Figure 2 is a cross-sectional view of the rail and head, the head being in the lower position;

Figure 3 is an enlarged sectional view of the head, the clamping valve being open;

Figure 4 is an enlarged sectional view of the head, the clamping valve being closed; and

Figure 5 is a perspective view of the head.

Detailed Description of Preferred Embodiments of the Invention

Referring to Figure 1, a schematic view of a multilevel arrangement of a feed / transport device for a particulate material is shown. It will be shown that the term "particulate materials" is used for simplicity of description as well as in the claims and includes powder, granules, tablets, pills, etc. The powder is stored in a fixed or similar feeder, such as a mixer, La or a movable Ib container placed above and connected to an upper end of a chute or tube 2. The chute 2 leads down a floor, shown schematically by reference number. 3, and is connected to a subsequent process step, shown schematically in reference numeral 4. A tablet press or encapsulator, other container, or similar may constitute the subsequent process step 4. Rail 2 in Figure 1 is supported on frame 5 outside the tablet press machine or similar reference 4. Rail 2 can also be supported from the lower side of the level above. A control panel 6 is provided, arranged to control different functions of the conveying device. Control panel 6 may be attached to process equipment 4 or to an adjacent wall.
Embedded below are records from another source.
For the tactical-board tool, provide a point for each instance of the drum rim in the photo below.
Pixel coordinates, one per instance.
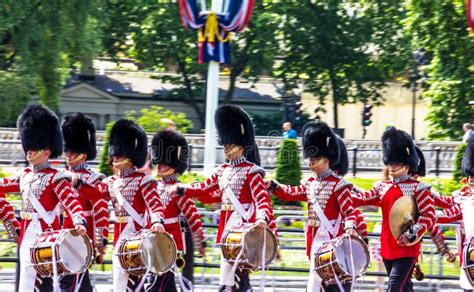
(174, 254)
(140, 234)
(245, 228)
(58, 239)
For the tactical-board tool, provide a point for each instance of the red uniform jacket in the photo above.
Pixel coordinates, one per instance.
(245, 179)
(384, 194)
(50, 186)
(140, 192)
(94, 204)
(174, 207)
(333, 195)
(7, 216)
(454, 214)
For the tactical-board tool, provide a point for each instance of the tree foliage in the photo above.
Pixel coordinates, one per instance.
(104, 164)
(288, 170)
(329, 44)
(15, 92)
(440, 27)
(38, 38)
(152, 119)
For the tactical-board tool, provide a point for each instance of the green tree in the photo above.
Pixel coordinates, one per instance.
(457, 173)
(327, 45)
(440, 27)
(38, 38)
(151, 33)
(288, 170)
(15, 92)
(151, 119)
(104, 164)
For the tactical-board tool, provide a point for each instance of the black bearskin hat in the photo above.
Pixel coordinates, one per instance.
(398, 147)
(421, 163)
(234, 126)
(39, 129)
(79, 135)
(468, 159)
(341, 167)
(129, 140)
(320, 141)
(169, 147)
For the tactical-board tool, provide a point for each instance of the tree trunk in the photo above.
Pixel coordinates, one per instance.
(192, 97)
(230, 91)
(335, 97)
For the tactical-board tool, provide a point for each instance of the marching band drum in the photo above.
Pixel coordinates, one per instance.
(144, 251)
(63, 250)
(244, 244)
(342, 259)
(467, 278)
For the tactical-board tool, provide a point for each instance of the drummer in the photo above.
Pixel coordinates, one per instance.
(340, 168)
(169, 153)
(80, 147)
(43, 189)
(457, 214)
(133, 194)
(400, 254)
(237, 184)
(330, 211)
(439, 201)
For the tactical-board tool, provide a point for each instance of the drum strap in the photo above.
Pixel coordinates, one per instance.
(245, 214)
(332, 229)
(130, 210)
(48, 217)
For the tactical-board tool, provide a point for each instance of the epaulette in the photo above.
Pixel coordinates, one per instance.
(342, 184)
(94, 177)
(422, 186)
(148, 179)
(61, 175)
(256, 169)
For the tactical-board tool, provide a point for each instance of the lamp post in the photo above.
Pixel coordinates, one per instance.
(419, 59)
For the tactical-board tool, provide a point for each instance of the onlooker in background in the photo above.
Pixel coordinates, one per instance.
(170, 125)
(288, 132)
(467, 127)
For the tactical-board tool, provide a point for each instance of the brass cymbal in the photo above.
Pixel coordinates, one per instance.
(403, 214)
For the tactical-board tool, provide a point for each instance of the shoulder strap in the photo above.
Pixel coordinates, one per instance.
(332, 229)
(48, 217)
(129, 209)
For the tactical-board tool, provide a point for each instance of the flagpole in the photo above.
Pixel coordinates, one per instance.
(212, 102)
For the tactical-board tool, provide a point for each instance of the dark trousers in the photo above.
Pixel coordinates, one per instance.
(335, 287)
(399, 273)
(68, 283)
(163, 283)
(44, 284)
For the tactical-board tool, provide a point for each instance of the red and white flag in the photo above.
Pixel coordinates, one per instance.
(470, 13)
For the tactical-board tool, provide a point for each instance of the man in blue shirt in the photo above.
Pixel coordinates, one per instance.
(288, 132)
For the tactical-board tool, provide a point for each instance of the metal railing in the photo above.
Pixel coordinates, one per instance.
(291, 240)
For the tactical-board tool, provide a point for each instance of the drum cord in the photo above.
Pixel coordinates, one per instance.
(79, 283)
(352, 263)
(148, 264)
(56, 286)
(183, 281)
(264, 248)
(338, 282)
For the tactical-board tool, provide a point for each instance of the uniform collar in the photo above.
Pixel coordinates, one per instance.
(401, 178)
(237, 161)
(41, 167)
(325, 174)
(80, 166)
(127, 172)
(170, 178)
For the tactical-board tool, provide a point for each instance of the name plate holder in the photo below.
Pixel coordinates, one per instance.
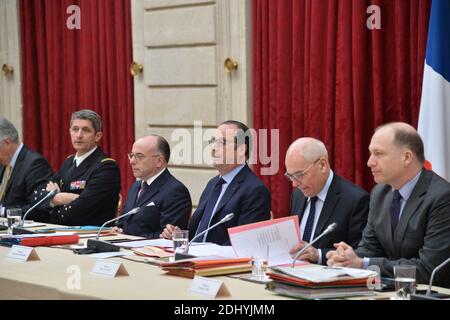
(22, 253)
(209, 287)
(110, 269)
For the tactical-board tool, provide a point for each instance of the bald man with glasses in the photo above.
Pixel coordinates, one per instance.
(320, 198)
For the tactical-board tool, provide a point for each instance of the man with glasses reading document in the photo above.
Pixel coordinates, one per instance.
(320, 198)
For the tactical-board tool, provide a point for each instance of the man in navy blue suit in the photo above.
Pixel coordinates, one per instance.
(320, 198)
(235, 190)
(162, 198)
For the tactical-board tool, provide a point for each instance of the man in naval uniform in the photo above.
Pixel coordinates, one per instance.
(88, 183)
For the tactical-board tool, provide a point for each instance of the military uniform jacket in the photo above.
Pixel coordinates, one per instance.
(96, 180)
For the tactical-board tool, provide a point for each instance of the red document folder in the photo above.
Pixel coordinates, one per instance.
(49, 240)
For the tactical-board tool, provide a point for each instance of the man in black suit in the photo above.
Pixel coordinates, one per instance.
(321, 198)
(88, 183)
(162, 198)
(235, 190)
(409, 218)
(21, 170)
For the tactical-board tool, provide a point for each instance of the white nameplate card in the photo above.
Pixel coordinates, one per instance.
(209, 287)
(109, 268)
(23, 253)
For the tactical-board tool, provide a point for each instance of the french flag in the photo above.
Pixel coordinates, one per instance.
(434, 116)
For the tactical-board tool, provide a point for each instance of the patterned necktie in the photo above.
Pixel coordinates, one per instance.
(395, 209)
(310, 222)
(207, 214)
(6, 174)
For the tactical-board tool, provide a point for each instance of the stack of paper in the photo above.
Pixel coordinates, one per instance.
(207, 266)
(320, 282)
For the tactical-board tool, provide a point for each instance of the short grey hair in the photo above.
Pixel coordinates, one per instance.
(7, 130)
(87, 114)
(313, 150)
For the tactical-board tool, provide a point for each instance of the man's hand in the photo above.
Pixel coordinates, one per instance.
(344, 256)
(167, 232)
(311, 254)
(64, 198)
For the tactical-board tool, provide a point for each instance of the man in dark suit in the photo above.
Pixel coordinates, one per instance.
(235, 190)
(162, 198)
(321, 198)
(88, 183)
(21, 170)
(409, 218)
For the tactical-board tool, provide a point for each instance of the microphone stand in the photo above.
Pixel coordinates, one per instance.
(330, 228)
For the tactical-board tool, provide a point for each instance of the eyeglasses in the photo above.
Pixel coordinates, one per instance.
(297, 176)
(139, 156)
(220, 141)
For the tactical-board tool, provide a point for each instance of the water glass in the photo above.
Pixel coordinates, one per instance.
(405, 281)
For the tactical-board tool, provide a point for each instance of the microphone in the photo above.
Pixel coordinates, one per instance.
(184, 255)
(96, 245)
(432, 295)
(21, 229)
(329, 229)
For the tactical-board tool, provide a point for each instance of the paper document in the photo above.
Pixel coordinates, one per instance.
(144, 243)
(267, 240)
(316, 273)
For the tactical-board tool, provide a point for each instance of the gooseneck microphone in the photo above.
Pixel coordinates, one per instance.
(432, 295)
(96, 245)
(185, 254)
(329, 229)
(129, 213)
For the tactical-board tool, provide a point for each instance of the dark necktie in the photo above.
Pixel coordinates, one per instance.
(395, 209)
(310, 222)
(144, 188)
(207, 214)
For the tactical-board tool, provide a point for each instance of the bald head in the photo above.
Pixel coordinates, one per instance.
(404, 136)
(309, 149)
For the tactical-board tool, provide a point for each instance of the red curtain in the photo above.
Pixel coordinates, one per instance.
(67, 70)
(320, 72)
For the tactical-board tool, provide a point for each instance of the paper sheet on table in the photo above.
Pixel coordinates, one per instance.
(269, 240)
(211, 249)
(144, 243)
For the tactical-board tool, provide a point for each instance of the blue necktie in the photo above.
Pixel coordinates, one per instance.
(310, 222)
(207, 214)
(395, 209)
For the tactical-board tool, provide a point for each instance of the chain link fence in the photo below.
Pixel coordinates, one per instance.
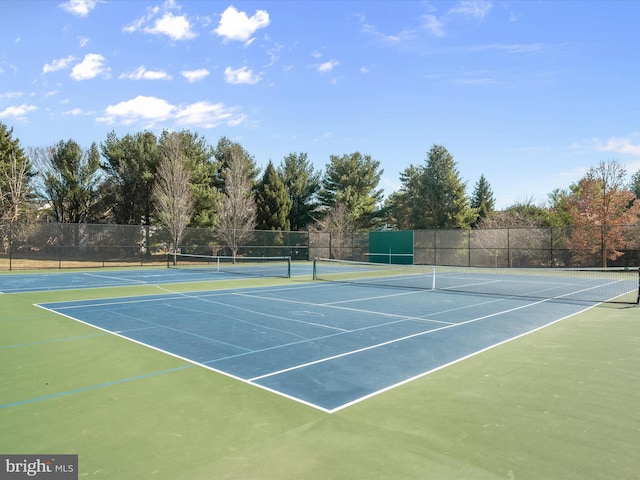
(64, 245)
(56, 245)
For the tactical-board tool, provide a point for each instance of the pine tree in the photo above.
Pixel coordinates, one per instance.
(274, 205)
(302, 185)
(352, 180)
(482, 199)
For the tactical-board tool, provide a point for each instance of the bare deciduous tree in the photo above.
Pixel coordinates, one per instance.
(14, 187)
(238, 212)
(172, 190)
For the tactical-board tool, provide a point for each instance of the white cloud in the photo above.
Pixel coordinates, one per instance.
(394, 38)
(193, 76)
(240, 76)
(75, 112)
(176, 27)
(433, 25)
(11, 95)
(152, 111)
(80, 8)
(91, 66)
(236, 25)
(207, 115)
(624, 146)
(327, 67)
(472, 8)
(19, 112)
(142, 73)
(58, 64)
(141, 108)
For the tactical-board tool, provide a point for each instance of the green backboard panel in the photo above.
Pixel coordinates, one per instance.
(391, 247)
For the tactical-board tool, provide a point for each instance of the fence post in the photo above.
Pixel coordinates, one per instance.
(10, 245)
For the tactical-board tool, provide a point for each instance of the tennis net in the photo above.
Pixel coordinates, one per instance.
(588, 285)
(249, 266)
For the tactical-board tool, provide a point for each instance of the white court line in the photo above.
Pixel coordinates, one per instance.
(382, 344)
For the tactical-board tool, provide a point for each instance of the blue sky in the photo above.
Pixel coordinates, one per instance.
(528, 93)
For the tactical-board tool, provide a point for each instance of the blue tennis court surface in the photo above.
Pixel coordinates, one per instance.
(38, 282)
(327, 345)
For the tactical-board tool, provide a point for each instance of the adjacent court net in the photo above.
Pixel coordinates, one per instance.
(589, 285)
(249, 266)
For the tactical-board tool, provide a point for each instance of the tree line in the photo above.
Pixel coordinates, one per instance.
(179, 180)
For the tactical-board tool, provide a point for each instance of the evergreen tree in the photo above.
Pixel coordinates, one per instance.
(446, 204)
(302, 185)
(352, 180)
(272, 201)
(70, 178)
(433, 195)
(482, 199)
(130, 167)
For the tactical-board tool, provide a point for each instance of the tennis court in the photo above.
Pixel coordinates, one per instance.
(189, 269)
(330, 345)
(372, 373)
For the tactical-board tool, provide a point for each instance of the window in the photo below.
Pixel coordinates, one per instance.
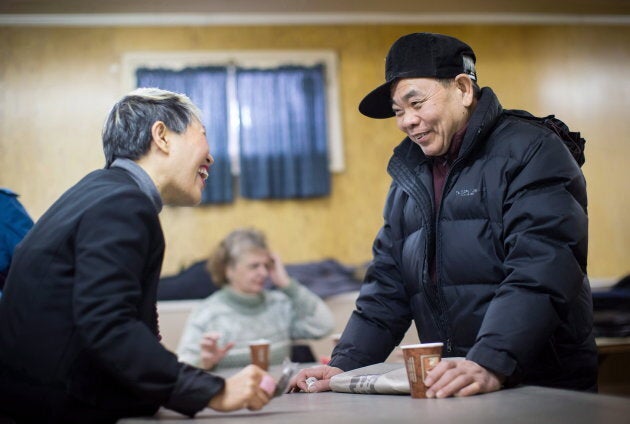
(272, 117)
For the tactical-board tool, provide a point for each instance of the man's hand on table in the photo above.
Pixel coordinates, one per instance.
(250, 388)
(460, 378)
(319, 379)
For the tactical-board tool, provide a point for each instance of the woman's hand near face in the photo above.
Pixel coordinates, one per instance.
(277, 272)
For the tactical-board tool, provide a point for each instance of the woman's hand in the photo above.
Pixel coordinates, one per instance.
(211, 353)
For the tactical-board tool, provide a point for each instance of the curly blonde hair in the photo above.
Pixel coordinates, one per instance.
(230, 249)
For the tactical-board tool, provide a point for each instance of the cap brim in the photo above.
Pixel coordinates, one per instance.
(378, 103)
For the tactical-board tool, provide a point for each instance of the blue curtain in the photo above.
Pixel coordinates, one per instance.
(207, 88)
(283, 132)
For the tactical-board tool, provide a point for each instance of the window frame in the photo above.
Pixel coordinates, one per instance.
(177, 60)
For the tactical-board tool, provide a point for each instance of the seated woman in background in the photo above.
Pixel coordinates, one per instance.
(218, 331)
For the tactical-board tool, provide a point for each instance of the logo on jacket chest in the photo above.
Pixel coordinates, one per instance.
(466, 192)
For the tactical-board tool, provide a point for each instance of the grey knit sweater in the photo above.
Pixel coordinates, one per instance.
(279, 316)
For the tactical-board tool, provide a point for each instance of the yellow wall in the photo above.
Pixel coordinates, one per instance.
(57, 85)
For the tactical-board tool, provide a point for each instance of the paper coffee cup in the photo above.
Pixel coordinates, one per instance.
(419, 360)
(259, 353)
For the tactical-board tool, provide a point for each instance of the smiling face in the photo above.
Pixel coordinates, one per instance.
(431, 112)
(190, 161)
(250, 271)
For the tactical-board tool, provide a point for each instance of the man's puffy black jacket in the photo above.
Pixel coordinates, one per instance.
(509, 243)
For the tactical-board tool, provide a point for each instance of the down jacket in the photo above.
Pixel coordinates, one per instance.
(509, 243)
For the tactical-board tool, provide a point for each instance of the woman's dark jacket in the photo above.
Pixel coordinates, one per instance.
(509, 244)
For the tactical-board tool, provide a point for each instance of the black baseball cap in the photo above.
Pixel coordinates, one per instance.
(419, 55)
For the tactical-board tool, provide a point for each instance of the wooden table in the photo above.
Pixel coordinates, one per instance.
(524, 405)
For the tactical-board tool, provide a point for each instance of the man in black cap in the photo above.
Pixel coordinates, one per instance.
(484, 242)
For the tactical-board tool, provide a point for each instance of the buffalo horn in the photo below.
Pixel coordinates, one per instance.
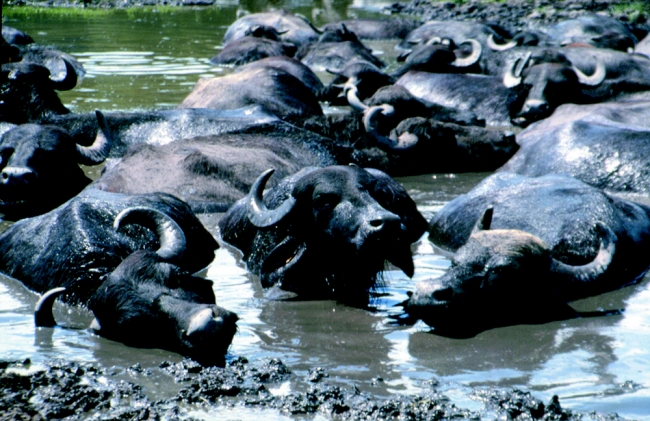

Outlet valve 7a / b from either the fixed or similar fixed feeder Ia or the movable container Ib controls the flow of dust in chute 2. Outlet valve 7a / b, controlled by a lever 8a / b in the shown embodiment, but can be controlled from others modes, pneumatically, electrically, etc. Outlet valve 7a / b prevents dust from falling into the chute 2 before the dust loading step.

The cross section of the rail 2 is preferably circular, but may be of any other suitable shape, oval, polygonal, etc., provided that the cross section of the rail 2 is uniform across the entire axial direction.

Reference is now also made to Figure 2. At the lower end of rail 2 there is provided a lower valve 9, pneumatically controlled by an actuator 10 in the embodiment shown, but the lower valve 9 can be controlled in other ways manually, electrically, etc. The function of the lower valve 9 is to control the flow of dust 2 to the subsequent process step 4. The outlet valve 7b and lower valve 9 completely close the inlet and outlet 2. The length of the chute 2 may vary greatly, depending on the application, and a normal length is approximately 1.5-3 m. The diameter of track 2 is approximately 0.2 m in the embodiment shown, but the diameter is dependent on the transported product and overall application. At the lower end of the rail 2 a head 11 is provided within the rail 2.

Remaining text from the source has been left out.